In any event, unless you get the receptacle changed you should get a 3-prong "pigtail" installed on the dryer. Don't attempt to install an adapter, and don't install a 4-prong receptacle on a 3-conductor cable.
Electric Dryer Receptacle.
The wiring from the fuse box to the receptacle has three wires, one black, one white and a bare ground, but I can not find any plug that I can put on the dryer to go into the 6-50 receptacle.. I have a three prong wire with plug I can put on the dryer that will fit a three prong receptacle, but not the 6-50. Could I just change the 6-50 receptacle to an old style three-prong receptacle? And if that is possible, as I face the receptacle, which connection will take the white wire, which will take the black?
The three wire cable is new - why would the electrician use a 6-50 receptacle, which seems to be very rarely used, instead of putting in a four wire cable and a four prong receptacle? The fuse box is only six feet from the dryer receptacle.
Dunno about code issues re swapping in a different 3-prong -- I'm not a code lawyer.
It's vaguely possible that there would be some reason that a 4-conductor cable wouldn't be "legal", if breaker panel is old enough, or there's something weird about how it's fed. You'd have to ask an electrician.
From an electrical standpoint, in a 3-pin 240V receptacle it doesn't matter which pin white and black go on, but there may be a code thing about it anyway. (Note that it DOES matter very much with a 120V receptacle.)
Electric Dryer Receptacle.
You know, please disregard all that I just asked. I need to get the electrician out to run a four-wire cable like I think he should have done in the first place.
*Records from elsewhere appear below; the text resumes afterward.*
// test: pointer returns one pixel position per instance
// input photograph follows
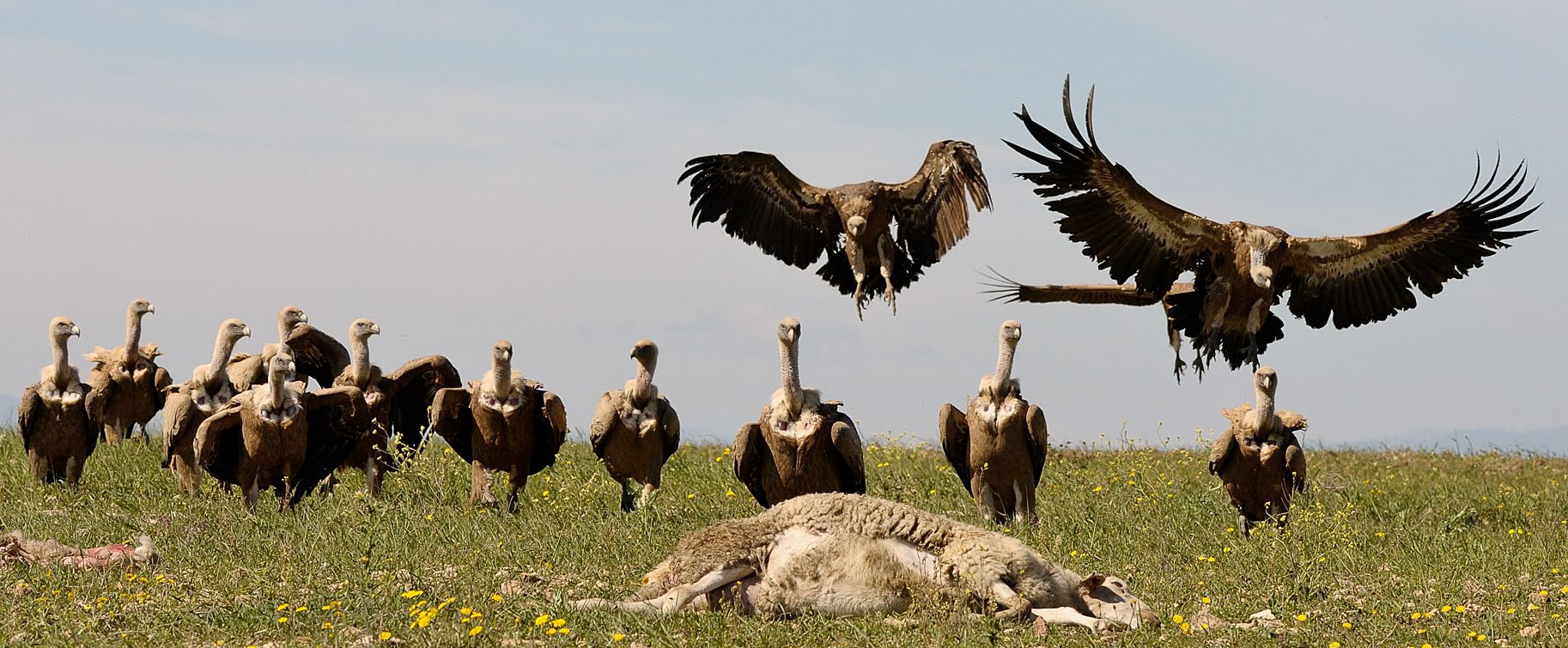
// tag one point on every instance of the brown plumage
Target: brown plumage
(314, 354)
(1243, 269)
(278, 435)
(635, 430)
(998, 446)
(53, 415)
(759, 201)
(1260, 460)
(127, 382)
(800, 443)
(1006, 289)
(398, 403)
(187, 405)
(502, 422)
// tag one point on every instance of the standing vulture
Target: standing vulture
(1098, 294)
(314, 354)
(635, 430)
(1243, 269)
(53, 415)
(1260, 460)
(763, 203)
(398, 403)
(998, 446)
(187, 405)
(125, 382)
(278, 435)
(504, 422)
(800, 443)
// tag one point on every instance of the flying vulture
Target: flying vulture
(763, 203)
(1243, 269)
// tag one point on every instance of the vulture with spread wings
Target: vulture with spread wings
(1241, 269)
(759, 201)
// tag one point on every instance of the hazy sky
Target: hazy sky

But I still don't understand why he ran a three wire cable and used a receptacle that no dryer plug will fit. Was he saving money? Would a four wire require a more expensive breaker? Do you think he had a 6-50 receptacle from another job and didn't have a use for it?
I thank you for your time.
Have no idea what was going on here. He may have simply grabbed the wrong receptacle (though one would think he would have noticed).
That is the right answer. Get him to do it right.